The damage on the outside of the roof measures 2ft by 3ft – but the ice managed to penetrate a foot-wide hole all the way through the insulation of the house into the loft.

Alan contacted the Civil Aviation Authority, which said the block had probably come from ice forming on a passing overhead jet.

The grandfather-of-nine added: ”Now you can see the planes flying overhead through the hole in the roof.  There’s certainly been a lot more since the ban was lifted.

”There’s at least a dozen flying over the area each morning, and even more right now.”

Gwen, a retired caterer, collected the pieces of ice in a bag and put them in the freezer.

She added: ”I heard an almighty bang and I thought Alan had fallen off his ladder, but then I heard this terrific roar and saw the tiles coming down off the roof. It was terrifying.

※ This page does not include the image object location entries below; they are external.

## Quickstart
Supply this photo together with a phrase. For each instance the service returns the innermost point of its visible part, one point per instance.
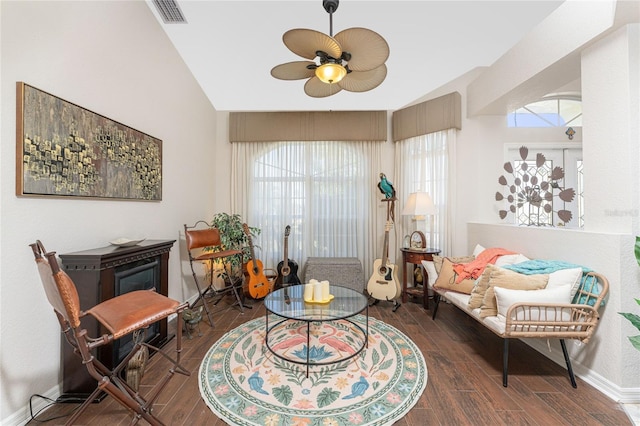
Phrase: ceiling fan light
(330, 73)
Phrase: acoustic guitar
(384, 283)
(287, 268)
(258, 283)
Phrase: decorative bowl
(126, 242)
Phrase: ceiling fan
(353, 60)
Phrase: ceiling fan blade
(306, 43)
(367, 48)
(315, 88)
(361, 81)
(293, 70)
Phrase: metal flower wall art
(534, 191)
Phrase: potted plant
(633, 318)
(233, 237)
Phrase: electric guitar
(384, 283)
(287, 268)
(258, 283)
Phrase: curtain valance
(308, 126)
(428, 117)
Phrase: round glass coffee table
(288, 306)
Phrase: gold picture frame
(64, 150)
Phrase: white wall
(114, 59)
(610, 140)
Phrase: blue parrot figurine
(256, 382)
(358, 388)
(386, 187)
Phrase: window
(322, 190)
(524, 185)
(425, 165)
(549, 112)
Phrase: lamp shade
(419, 204)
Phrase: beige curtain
(428, 117)
(308, 126)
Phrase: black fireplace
(143, 274)
(101, 274)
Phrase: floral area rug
(245, 384)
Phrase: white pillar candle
(325, 290)
(308, 292)
(317, 292)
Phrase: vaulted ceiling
(231, 46)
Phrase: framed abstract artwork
(64, 150)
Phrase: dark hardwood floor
(464, 387)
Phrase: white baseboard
(23, 416)
(613, 391)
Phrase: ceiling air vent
(170, 11)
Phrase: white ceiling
(231, 46)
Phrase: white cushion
(431, 272)
(511, 259)
(570, 277)
(506, 297)
(479, 249)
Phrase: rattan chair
(205, 247)
(131, 312)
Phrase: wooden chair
(131, 312)
(204, 246)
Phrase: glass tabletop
(288, 302)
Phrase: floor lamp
(419, 204)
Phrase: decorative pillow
(511, 259)
(508, 279)
(430, 268)
(447, 279)
(571, 277)
(437, 260)
(479, 249)
(506, 297)
(477, 294)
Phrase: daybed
(514, 301)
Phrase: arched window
(552, 111)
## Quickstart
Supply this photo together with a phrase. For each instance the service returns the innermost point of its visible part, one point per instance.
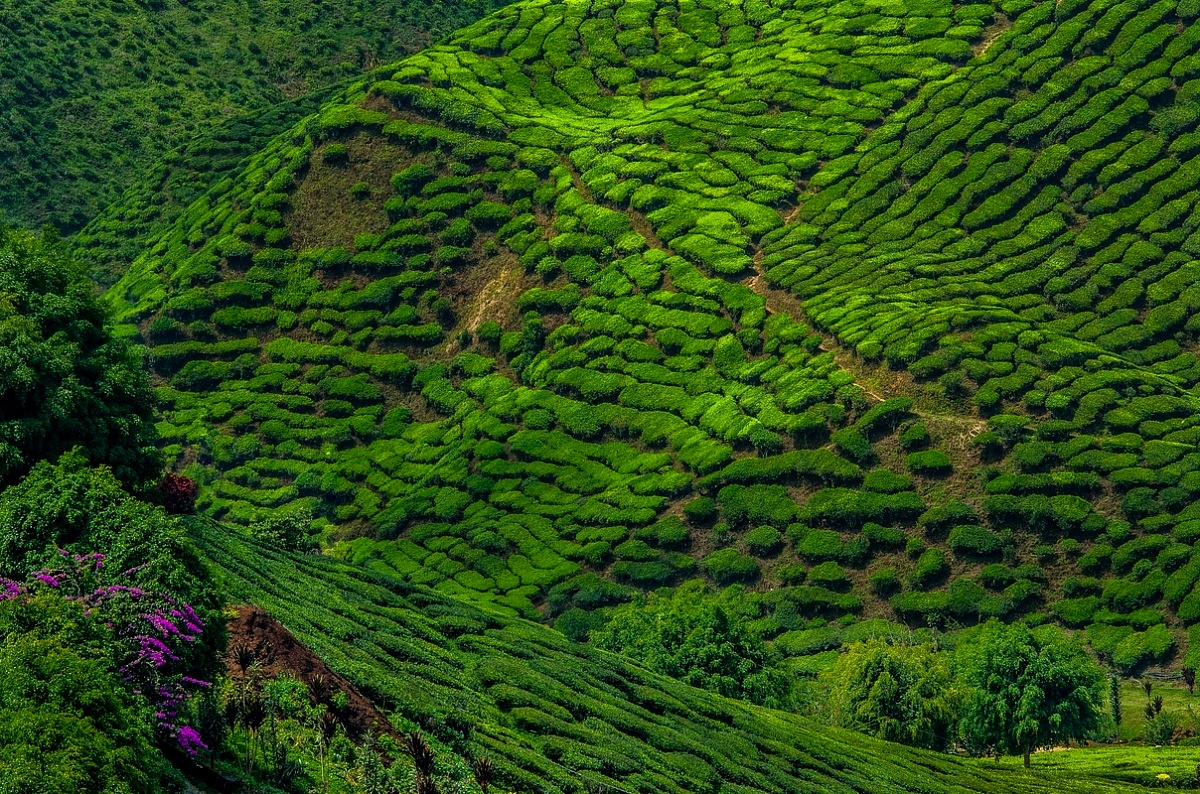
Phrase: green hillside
(881, 308)
(96, 92)
(561, 717)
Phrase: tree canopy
(1029, 689)
(697, 637)
(64, 380)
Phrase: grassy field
(887, 313)
(559, 716)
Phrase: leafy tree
(73, 506)
(67, 723)
(64, 380)
(697, 637)
(1030, 689)
(901, 693)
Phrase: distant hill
(885, 310)
(95, 94)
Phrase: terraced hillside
(96, 92)
(881, 308)
(556, 716)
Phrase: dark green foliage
(1031, 689)
(67, 723)
(691, 636)
(643, 716)
(763, 541)
(895, 692)
(971, 540)
(65, 380)
(729, 565)
(84, 510)
(929, 462)
(151, 74)
(995, 236)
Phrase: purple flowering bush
(148, 632)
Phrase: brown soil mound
(276, 650)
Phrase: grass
(563, 717)
(1014, 256)
(101, 92)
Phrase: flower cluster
(150, 630)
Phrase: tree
(1029, 690)
(701, 639)
(903, 693)
(67, 722)
(73, 506)
(64, 380)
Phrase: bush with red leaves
(177, 493)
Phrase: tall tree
(1029, 690)
(901, 693)
(64, 380)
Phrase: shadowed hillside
(96, 92)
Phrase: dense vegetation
(336, 328)
(64, 379)
(95, 92)
(795, 361)
(559, 716)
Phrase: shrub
(972, 540)
(177, 494)
(916, 437)
(335, 154)
(885, 582)
(821, 545)
(929, 462)
(727, 565)
(930, 567)
(763, 541)
(853, 445)
(828, 575)
(700, 510)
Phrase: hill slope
(96, 92)
(515, 314)
(562, 717)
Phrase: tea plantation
(96, 92)
(882, 310)
(558, 716)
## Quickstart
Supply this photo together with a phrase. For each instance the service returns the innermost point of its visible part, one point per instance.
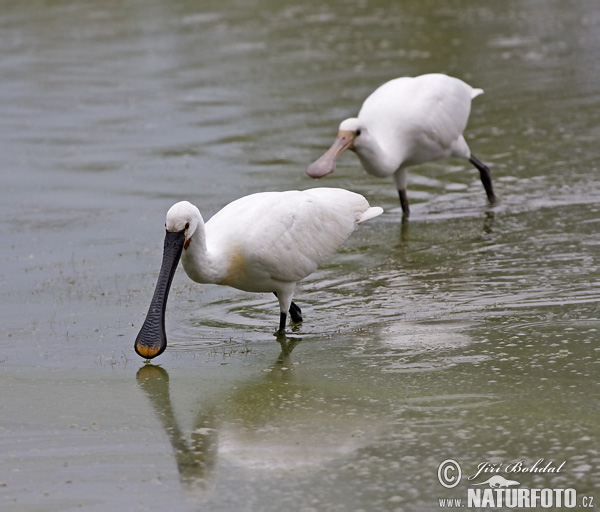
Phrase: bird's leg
(486, 178)
(401, 180)
(404, 203)
(295, 313)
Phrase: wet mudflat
(468, 333)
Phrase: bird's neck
(198, 262)
(377, 159)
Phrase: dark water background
(469, 333)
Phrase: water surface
(468, 333)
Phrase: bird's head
(183, 216)
(348, 137)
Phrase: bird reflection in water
(196, 457)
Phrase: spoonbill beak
(326, 164)
(151, 341)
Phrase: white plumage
(263, 242)
(407, 121)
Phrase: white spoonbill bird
(408, 121)
(264, 242)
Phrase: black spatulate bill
(151, 341)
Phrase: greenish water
(468, 333)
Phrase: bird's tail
(372, 212)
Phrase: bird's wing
(423, 117)
(287, 235)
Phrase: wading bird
(264, 242)
(408, 121)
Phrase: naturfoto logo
(540, 466)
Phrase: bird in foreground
(408, 121)
(263, 242)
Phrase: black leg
(404, 202)
(282, 321)
(486, 178)
(295, 313)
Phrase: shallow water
(467, 333)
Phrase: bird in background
(263, 242)
(408, 121)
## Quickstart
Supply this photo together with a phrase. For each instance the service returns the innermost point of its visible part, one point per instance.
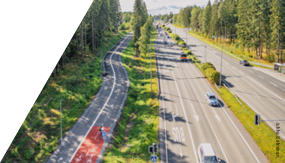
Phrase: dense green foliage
(76, 80)
(256, 25)
(140, 111)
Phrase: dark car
(183, 57)
(244, 62)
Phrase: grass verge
(268, 141)
(140, 110)
(39, 134)
(233, 51)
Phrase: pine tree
(242, 22)
(207, 18)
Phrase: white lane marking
(173, 116)
(165, 141)
(216, 114)
(273, 84)
(234, 124)
(96, 135)
(206, 114)
(196, 116)
(266, 89)
(240, 134)
(104, 104)
(193, 145)
(176, 110)
(90, 159)
(256, 95)
(261, 77)
(78, 159)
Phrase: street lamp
(61, 119)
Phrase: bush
(270, 58)
(181, 42)
(175, 37)
(212, 75)
(207, 65)
(28, 153)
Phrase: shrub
(175, 37)
(28, 153)
(212, 75)
(270, 58)
(207, 65)
(181, 42)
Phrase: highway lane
(186, 120)
(262, 92)
(83, 143)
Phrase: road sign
(257, 119)
(153, 158)
(104, 135)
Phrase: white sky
(155, 7)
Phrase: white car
(206, 154)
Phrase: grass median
(138, 125)
(77, 85)
(269, 142)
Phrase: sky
(156, 7)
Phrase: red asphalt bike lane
(91, 147)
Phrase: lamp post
(61, 119)
(222, 58)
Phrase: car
(210, 97)
(244, 62)
(206, 154)
(183, 57)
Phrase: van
(206, 154)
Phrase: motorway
(83, 143)
(186, 120)
(262, 92)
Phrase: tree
(277, 25)
(207, 17)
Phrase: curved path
(83, 142)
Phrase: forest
(257, 26)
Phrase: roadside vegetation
(75, 79)
(254, 29)
(263, 135)
(139, 124)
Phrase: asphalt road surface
(186, 120)
(262, 92)
(83, 142)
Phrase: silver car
(210, 97)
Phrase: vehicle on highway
(183, 57)
(244, 62)
(210, 97)
(206, 154)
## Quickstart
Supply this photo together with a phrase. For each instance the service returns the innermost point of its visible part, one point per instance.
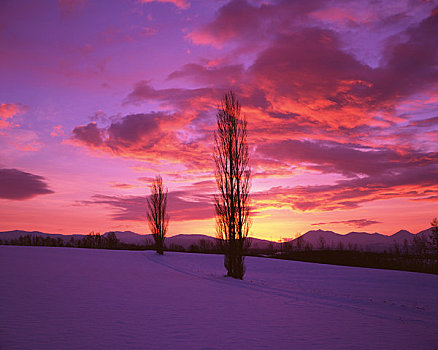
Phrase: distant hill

”Some of the ice was in the roof and some was in the neighbour’s garden.  With the impact it all broke up, but it must have been the size of a football.

”It was like a big ball of white ice. I took the pieces from the loft and put them in the freezer.”

Civil Aviation Authority spokesman Richard Taylor said: ”Fortunately it is a very rare event – we only get about 20 of these incidents reported to us every year and there are more than three million flight movements over the UK annually.

”It usually occurs where there’s a build-up of ice on the seals of the exterior pipes where water is pumped into the aircraft.

”Water seeps out and ice begins to form at a high altitude and continues to grow in size until the plane descends into warmer air.

”Then, very rarely, chunks of ice actually make it to the ground.”

The Wood’s insurance is covering the damage.